Uber’s strategic advantage here is the ability to bundle the Mobility and Delivery product seamlessly. Lyft has a competitive product via partnership with Grubhub (via LyftPink), but Uber obviously has a lot more control. For now, they break it into separate products:
>Uber Pass ($24.99 per month): includes Mobility and Delivery
>Uber Eats Pass ($9.99 per month): Delivery only
We have discussed almost all major components of their business model throughout the post:
>margins on Delivery and Mobility
> segment EBITDA
> ATG (Advanced Technologies Group) expense profile, Platform R&D, Acquisitions, etc
The bottom line is that there is only so much further they can maneuver each segment of the business. Membership/Subscription seems to the main metric driving the profitability narrative at this point. The question is, can an increase in loyalty – combined with shifts in consumer behavior away from pay-per-use towards subscription-based models in the on-demand economy – lead towards profitability in the future?

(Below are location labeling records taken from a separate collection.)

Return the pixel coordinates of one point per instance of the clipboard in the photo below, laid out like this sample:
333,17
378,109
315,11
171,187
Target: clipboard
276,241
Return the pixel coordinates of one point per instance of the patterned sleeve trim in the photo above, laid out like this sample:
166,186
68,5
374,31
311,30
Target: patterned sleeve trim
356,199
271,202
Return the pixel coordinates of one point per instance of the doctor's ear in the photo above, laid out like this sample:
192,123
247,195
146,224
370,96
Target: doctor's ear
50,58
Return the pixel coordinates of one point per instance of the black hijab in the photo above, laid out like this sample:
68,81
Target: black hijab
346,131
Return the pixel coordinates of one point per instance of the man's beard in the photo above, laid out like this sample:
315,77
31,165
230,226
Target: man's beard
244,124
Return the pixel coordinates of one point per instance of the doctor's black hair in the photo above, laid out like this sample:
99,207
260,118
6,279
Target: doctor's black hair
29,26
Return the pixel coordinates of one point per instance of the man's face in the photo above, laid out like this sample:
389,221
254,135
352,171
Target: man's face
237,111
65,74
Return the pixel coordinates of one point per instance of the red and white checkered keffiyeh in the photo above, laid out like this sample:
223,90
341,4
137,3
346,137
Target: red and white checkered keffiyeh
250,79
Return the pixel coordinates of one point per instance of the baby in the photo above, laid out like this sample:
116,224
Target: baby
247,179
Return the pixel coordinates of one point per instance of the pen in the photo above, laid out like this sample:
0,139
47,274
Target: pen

Even though the number of users on Uber’s platform dropped by 16% in Q4 2020 from the previous-year quarter, it’s making more money from each of them, and Khosrowshahi repeatedly touted Uber’s membership growth to five million members worldwide.
There are times when technological innovation is optimal, and times when business model innovation is optimal. Given the blistering pace of technological innovation worldwide over the last decade, we may be entering an era where business model innovation becomes paramount. Uber will be a good case study in this regard given the shift in their business model to focus on profitability.